Ese fue mi descubrimiento más hondo, doloroso y gozoso de Navidad. Por primera vez en la vida me sentí absolutamente solo, solo, solo… y absolutamente lleno de un Dios que llegaba de la roca, del cielo vestido de luna llena y estrella. De pronto descubrí que estaba llorando… hasta que sentí a mi hermano Joserra y sus amigos que venían gritando y me decían: ¿Qué haces ahí sólo y parado en la nieve? ¿Te ha pasado algo? Vamos corriendo, ya suenan las campanas de la misa de noche de Navidad. Me levanté corriendo y les dije “no es nada, estaba un poco cansado y me he sentado un rato.
Sé que fuimos a la iglesia, pero no recuerdo más, ni cantos, ni misa…”. La misa verdadera, mi primera misa, mi bautismo como persona, yo, en soledad ante Dios, en medio de un universo de estrellas, de luna llena y de nieve del primer canto de gallo de esa noche preñada de Dios, la más honda liturgia de mi vida, hasta el día de hoy, Navidad año 2023, pasados 75 años, fue aquel Nacimiento de Jesús en la luz de una luna de noche brillando en la nieve.

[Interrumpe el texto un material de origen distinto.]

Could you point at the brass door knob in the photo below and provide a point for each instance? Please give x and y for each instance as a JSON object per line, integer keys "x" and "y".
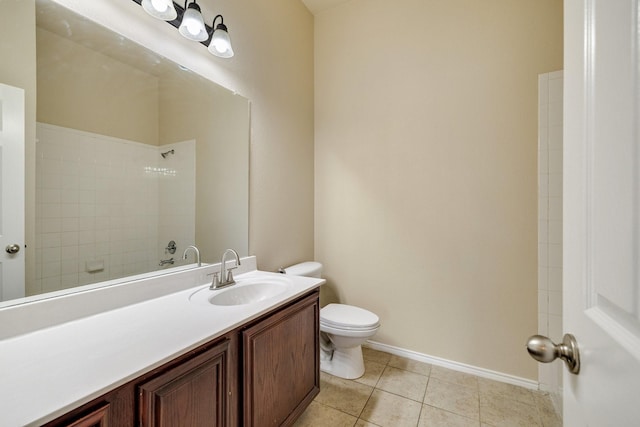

No solían dejarnos salir a esas horas. Pero era noche de Navidad, había misa de gallo y la tía querida nos dejó salir a solas a solas, por la carretera de nieve pisada y crujiente, , con otros niños, bendecidos por luna (que no era luz de muertos, ill-argi, sino de vida, bizi-argi), hasta la curvona, bajo el monte, esperando la misa del gallo navideño.
Sentí que Dios mismo se apresuraba a bajar sobre la nieve, entre la sombra de las rocas, en el claro sacramento de la noche y celebré como nunca he celebrado el nacimiento de Dios sobre/en la tierra. Sé que sonaron las campanas. Sólo recuerdo unas campanas, nada más. Pasados los años, la tía Aulita me contó que también a ella le había entrado un tipo de angustia, de forma que despertó a Mikel niño años, le vistió con dos abrigos y bajó a la iglesia cuando la misa estaba terminando. Vio que estábamos los tres, con los amigos y quedó tranquila
Eso fue todo. Supe que Dios podía venir y venía a llamarnos en la noche, a pesar de la guerra, de la soledad y de la angustia, en medio de la noche. Puedo decir que aquel día de noche de Navidad fue mi nacimiento, hoy hace 75 años.